28 Days of Abs

No Equipment Needed

Day 1: plank and isometric reverse crunch

Holding a forward plank for 20-30s, immediately flip to holding a reverse crunch for the same amount

Repeat 3-6 times

Day 2: Hand to toe

Try this for 30s per side, not resting between sides but after if necessary

Can’t keep your leg straight? Bend your knee and touch elbow to knee instead

Repeat 3-6 times

Day 3:  Climbing Challenge

First area to get smoked: shoulders and upper abs, second, obliques and lower abs

Linking together two complimentary exercises that work the abs as a whole yet different is my favorite way to challenge core endurance

Try this: 30s mountain climbers then * immediately * into dying bugs, also for 30s

Rest 30-60s after that, try 3-5 total rounds

Day 4: Leg Drops and Planks with Pikes

30s of each should do the trick!

Rest 30s after both, not between, up to 5 rounds

Day 5: Plank (ATW) and Deadbugs (alt)

Around the world plank (lift one limb alternating in a rotating fashion) and then alternating deadbugs

30s of both should do the trick, 3-4 times (not a lot of burn, just a challenge!)

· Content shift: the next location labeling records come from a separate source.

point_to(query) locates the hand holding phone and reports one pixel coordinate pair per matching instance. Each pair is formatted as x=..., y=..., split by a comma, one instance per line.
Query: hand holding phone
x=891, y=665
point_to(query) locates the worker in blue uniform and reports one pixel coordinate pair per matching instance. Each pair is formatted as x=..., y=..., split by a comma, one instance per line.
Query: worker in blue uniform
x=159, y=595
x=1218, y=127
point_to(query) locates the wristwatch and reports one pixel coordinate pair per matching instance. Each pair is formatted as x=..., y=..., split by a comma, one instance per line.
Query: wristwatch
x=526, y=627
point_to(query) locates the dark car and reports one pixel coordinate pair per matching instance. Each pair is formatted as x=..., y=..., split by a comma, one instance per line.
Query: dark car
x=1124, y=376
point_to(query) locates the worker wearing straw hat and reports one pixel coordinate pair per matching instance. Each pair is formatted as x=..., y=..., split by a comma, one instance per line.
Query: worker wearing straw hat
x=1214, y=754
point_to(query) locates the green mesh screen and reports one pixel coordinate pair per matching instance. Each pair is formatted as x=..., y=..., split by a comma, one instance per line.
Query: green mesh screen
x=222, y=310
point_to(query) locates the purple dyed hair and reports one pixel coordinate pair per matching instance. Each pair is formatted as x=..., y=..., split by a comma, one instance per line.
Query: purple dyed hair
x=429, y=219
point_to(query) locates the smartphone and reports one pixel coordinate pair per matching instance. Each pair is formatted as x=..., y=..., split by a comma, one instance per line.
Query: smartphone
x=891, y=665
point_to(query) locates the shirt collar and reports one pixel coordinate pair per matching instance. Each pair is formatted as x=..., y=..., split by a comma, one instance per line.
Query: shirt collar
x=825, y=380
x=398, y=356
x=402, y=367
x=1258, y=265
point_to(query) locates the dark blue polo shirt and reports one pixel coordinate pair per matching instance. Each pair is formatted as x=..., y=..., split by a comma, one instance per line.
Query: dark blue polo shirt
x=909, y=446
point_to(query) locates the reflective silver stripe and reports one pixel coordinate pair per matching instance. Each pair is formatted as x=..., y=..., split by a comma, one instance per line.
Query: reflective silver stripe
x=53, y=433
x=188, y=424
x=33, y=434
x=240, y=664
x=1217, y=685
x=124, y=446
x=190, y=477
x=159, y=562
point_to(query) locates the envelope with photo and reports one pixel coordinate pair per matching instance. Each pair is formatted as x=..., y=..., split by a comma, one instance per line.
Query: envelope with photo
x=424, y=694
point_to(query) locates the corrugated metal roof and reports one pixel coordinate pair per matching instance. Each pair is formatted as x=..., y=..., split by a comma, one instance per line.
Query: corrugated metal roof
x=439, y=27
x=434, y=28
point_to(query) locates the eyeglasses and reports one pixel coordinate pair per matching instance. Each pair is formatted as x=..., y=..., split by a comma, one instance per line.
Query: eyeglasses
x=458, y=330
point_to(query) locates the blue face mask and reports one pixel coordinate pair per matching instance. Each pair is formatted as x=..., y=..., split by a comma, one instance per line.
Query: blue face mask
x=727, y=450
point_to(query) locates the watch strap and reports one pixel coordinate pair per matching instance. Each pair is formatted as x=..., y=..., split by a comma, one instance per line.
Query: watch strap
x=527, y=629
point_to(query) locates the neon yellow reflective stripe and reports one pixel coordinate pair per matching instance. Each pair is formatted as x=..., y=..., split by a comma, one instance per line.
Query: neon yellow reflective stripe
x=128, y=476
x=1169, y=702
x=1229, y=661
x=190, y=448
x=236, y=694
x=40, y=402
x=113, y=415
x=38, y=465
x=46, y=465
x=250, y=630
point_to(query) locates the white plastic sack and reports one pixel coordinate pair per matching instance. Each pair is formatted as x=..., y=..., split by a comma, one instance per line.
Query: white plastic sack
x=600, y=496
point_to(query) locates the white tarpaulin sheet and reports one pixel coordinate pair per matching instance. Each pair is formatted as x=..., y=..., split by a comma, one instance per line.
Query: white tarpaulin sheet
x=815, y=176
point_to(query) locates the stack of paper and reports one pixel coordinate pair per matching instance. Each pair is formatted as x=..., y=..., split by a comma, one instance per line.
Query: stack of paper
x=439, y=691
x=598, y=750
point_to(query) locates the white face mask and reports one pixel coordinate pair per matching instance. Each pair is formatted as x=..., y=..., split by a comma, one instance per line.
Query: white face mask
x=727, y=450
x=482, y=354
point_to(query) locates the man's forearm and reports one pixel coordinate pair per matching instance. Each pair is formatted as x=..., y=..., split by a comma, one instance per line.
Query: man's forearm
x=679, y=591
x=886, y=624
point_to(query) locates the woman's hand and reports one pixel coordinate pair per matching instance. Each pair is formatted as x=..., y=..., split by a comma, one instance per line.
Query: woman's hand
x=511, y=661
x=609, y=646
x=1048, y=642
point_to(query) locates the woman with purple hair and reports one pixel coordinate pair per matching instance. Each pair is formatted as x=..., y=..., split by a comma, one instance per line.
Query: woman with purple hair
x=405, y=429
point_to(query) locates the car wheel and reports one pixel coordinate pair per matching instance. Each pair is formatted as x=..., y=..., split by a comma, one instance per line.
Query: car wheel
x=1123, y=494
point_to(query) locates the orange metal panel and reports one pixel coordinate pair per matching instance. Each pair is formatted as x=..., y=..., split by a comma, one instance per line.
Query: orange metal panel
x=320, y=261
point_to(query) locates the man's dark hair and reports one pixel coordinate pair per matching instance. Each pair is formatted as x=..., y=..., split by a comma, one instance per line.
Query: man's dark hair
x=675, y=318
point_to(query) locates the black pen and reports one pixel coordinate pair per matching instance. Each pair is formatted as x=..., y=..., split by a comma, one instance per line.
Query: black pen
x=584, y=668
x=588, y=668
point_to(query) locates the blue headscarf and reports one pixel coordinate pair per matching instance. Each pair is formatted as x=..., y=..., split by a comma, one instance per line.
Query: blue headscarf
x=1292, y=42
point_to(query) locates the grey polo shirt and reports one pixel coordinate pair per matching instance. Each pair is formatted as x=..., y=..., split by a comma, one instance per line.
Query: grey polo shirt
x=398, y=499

Day 6: Lower Ab Raises Plus Side plank with a hip drop

Nice combination for lower and side core work, but don’t cheat the motion and stay true to the exercise to feel the muscles doing the work

Day 7: Bent knee crunch and Walkouts

For both, keep tempo as the main priority, as rushing each rep won’t target the abs and will leave you feeling as if these exercises are not effective.  Keep momentum out, and dial in that mind-muscle connection to really feel your abs do the work.

Day 8: Ab wheel (made harder)

If you are one of those people who feel their arms or shoulders more than Abs when doing their ab wheel, try this:

[Insert plank holds at the end of each rep ]

Version 1: at the end range of the ab wheel, hold 1-2s (without losing form) and then return back.

Version 2: Add 1s of a hold per rep, starting at 1s for rep 1, 2s for rep 2, so that at reps 8, 9 and 10 you’re holding the plank position for 8, 9 and 10s

Day 9: Rocky’s (Bodyweight, Dumbbell or Barbell)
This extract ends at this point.